It's hard to believe the Ant Genn excitedly chatting about his forthcoming tour is the same, notorious Ant Genn who stumbled his way through the britpop scene of the mid 90s.

As a member of Pulp and Elastica and long term boyfriend of Catatonia's Cerys Matthews, he was a darling of the circuit - he knew everyone, was seen everywhere...and tried everything. After a spell with Joe Strummer's post-Clash band The Mescaleros, he checked himself into rehab and was given just six months to live. Now clean, he's channelled his passion for heroin back into his first love - music.

After years helping out friends - he worked on former flatmate Robbie Williams' Life Thru A Lens and co-produced Grace Jones' last album - he and fellow Mescalero Martin Slattery decided to grab a bit of the glory for themselves and formed The Hours in 2004. "It's mad innit - starting a band when you're in your 30s?" he asks. "I remember seeing Liam (Gallagher) when we first got the band together - I hadn't seen him for ages and I told him I'd started singing and he was like, 'ah, wicked...' I saw him about a year later and he said 'hey - I heard you on the radio the other day. That When You Were Good song's wicked.' People had never thought of me as a singer and I don't think I had either – not with the frontmen I've worked with. I was worried people would think I was a sad old ****."

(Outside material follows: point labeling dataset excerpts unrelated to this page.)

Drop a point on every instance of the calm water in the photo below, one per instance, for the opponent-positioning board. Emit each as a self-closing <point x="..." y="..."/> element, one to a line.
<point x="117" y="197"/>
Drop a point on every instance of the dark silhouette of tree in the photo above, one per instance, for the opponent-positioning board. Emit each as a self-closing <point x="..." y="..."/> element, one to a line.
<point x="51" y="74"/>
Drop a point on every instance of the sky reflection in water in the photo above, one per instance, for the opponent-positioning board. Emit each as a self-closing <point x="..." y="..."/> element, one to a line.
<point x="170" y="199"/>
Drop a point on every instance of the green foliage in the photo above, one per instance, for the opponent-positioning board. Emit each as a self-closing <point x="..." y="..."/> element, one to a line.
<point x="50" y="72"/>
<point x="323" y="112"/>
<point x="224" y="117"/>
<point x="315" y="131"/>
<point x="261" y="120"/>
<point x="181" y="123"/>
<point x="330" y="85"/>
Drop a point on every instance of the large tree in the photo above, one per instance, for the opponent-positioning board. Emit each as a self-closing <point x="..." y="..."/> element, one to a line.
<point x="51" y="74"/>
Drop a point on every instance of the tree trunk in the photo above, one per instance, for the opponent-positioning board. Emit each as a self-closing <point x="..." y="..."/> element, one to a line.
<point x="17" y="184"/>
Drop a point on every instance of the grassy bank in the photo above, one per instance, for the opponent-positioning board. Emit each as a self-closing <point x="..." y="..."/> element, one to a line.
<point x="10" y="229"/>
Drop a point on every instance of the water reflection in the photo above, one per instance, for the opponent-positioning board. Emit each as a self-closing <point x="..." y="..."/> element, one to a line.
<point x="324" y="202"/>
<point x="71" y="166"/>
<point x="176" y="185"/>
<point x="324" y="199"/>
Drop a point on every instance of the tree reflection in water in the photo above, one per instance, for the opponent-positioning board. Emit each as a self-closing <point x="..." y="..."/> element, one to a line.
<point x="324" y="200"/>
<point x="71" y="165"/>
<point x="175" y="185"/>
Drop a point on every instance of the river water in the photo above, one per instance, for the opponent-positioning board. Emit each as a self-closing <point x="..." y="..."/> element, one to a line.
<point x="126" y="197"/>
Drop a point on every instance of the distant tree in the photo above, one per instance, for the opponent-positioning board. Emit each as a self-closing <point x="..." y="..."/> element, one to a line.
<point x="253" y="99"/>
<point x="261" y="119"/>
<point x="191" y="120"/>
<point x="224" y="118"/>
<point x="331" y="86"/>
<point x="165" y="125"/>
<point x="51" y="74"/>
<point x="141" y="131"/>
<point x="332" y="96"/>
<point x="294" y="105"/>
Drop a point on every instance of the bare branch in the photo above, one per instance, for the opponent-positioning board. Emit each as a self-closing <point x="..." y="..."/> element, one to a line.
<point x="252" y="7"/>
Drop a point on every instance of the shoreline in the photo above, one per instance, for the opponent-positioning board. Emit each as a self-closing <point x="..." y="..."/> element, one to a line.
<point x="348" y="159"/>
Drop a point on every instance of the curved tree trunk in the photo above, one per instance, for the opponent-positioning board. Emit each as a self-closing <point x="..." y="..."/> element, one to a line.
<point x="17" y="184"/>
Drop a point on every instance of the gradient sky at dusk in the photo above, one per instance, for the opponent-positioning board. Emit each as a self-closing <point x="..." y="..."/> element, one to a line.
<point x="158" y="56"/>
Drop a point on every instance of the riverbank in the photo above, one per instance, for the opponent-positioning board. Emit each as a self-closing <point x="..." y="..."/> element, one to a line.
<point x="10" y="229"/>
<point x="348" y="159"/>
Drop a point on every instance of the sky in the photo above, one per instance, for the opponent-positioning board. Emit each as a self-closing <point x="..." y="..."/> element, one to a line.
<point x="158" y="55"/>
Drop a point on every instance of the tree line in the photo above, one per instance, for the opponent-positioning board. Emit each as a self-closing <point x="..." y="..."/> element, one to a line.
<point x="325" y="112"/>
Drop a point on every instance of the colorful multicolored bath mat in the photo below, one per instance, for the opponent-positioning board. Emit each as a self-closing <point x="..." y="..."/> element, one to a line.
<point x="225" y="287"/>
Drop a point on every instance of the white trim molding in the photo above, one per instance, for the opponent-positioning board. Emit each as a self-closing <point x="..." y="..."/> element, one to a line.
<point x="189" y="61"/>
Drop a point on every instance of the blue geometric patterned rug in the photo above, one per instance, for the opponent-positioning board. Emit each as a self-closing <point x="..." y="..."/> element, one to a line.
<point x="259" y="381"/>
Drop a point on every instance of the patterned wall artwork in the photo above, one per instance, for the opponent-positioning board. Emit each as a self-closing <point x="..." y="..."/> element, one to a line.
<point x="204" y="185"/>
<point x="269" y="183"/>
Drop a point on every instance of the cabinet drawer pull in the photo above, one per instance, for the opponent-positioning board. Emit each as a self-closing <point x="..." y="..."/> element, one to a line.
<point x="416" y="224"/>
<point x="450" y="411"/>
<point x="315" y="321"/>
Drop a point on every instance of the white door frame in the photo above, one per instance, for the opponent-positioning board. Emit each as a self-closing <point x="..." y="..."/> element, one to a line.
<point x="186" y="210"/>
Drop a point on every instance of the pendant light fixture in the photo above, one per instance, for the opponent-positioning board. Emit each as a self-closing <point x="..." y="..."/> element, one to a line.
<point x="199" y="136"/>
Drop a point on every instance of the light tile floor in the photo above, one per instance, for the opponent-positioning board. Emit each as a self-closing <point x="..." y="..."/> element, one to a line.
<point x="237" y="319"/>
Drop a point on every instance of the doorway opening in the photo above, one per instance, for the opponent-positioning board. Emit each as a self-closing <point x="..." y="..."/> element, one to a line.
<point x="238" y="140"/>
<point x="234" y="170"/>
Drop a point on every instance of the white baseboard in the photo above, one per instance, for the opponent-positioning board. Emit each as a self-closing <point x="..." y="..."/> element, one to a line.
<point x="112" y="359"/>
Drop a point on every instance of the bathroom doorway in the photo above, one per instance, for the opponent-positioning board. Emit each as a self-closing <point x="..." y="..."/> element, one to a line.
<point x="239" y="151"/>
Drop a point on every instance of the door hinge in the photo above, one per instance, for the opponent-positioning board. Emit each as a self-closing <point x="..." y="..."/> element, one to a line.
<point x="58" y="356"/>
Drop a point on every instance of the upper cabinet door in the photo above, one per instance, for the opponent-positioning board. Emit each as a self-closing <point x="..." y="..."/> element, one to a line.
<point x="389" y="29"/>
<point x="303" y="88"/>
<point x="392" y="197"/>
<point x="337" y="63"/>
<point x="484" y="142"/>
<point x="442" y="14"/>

At 38, age seems to hang over Ant - "God, when you were watching Dangermouse, I was out, off my face on E," he tells me. But he at the same time he seems to relish it. "You know, the problem with bands today is they're too young. They haven't paid their dues. Do you know what number REM album Losing My Religion was on? Their seventh! Pulp were going for 16 years before they had a hit. No record company would pay any attention to bands like that anymore. At my age, Francis Bacon was still smashing up paintings cause he thought they were crap.

"At 20-odd you've not lived through anything and it means half these bands can't play for **** . They're writing about stuff that just doesn't matter to me. Like The View - why do I care that they've been wearing the same jeans for a few days? And Scouting For Girls - yeah, they met a girl at the bus stop, she was what?

"Maybe I'm too open, but I write about what I'd want to hear about. I think cleaning up your dad's blood and sick when he's had a stroke and your mate hanging himself is far more interesting than how long you've been wearing your jeans for."

So does he still go and see bands? "Are you joking? Course I do - since I stopped shooting up I need something to keep me sane. I'll go and see owt...but it's not like it used to be. We had a great time in the 90s - that time when art, film and music just came was a brilliant scene. You don't get anything like that now - there's no scene at all. When I first went to Glastonbury in 94, on the Sunday on one stage, they had Pulp, Oasis, Radiohead, Blur and Spiritualised. What do you get now?"

The Hours' second album See The Light was released last month and the sleeve art, designed by Ant's mate, caused quite a storm. Probably because that mate was Damien Hirst. "People love to go on about my mates but you know, they're just my mates. We don't sit around talking about celebrities and art and stuff - we talk about birds and football. I'm just me - whether I'm with Bono or me Aunty Margaret. I'm a normal bloke, struggling to pay me mortgage, just getting on with it, but people are fascinated by it.

"Sienna Miller - we got her in our last video because she lives in Maida Vale and she was the only actress we had in our phone. I'm not name dropping - it's just how it is."

He might shrug it off but there's no denying his friends in high places have helped Ant out a bit over the years. Most recently, after getting into a ruck with their record company, Hirst put up the money for The Hours' last album and released it on a label he set up especially. "I'm dead happy with it," says Ant. "We recorded it all together, in one room. No headphones or anything, and think you can really feel the energy. A lot of my favourite music was made that way - David Bowie, The Beatles...but you just don't hear it anymore."

A solid, indie guitar record, See The Light echoes Ant and Martin's 90s roots, it's pleasant enough, but it's when they play live that it comes to life. Ant's sometimes uncomfortable, always devastatingly honest, lyrics make sense - it feels like a mate's spilling his heart out. "We're so unfashionable it's not true," he says. "But that's something I learnt from Joe (Strummer). He was a very, very calculated guy. He only got me in Martin in the Mescaleros because he knew we were good. I didn't really learn anything about music from him but I did learn to trust your instincts and go with your guts. If I wanna do something, I'll do it. And to engage with your audience - you've got to be able to do that. I saw Doves the other day - I really like them on record, I think they're great, but they've just got no connection with their audience. Joe was good at that - really good with people.

"I think I get on with it ok. At the end of the day I'm just a sociable, gobby northerner who likes a good time and a bit of a rant..." he laughs.

The Hours play at Cargo, Rivington Street, Shoreditch, on May 18. See The Light is out now on IsGood.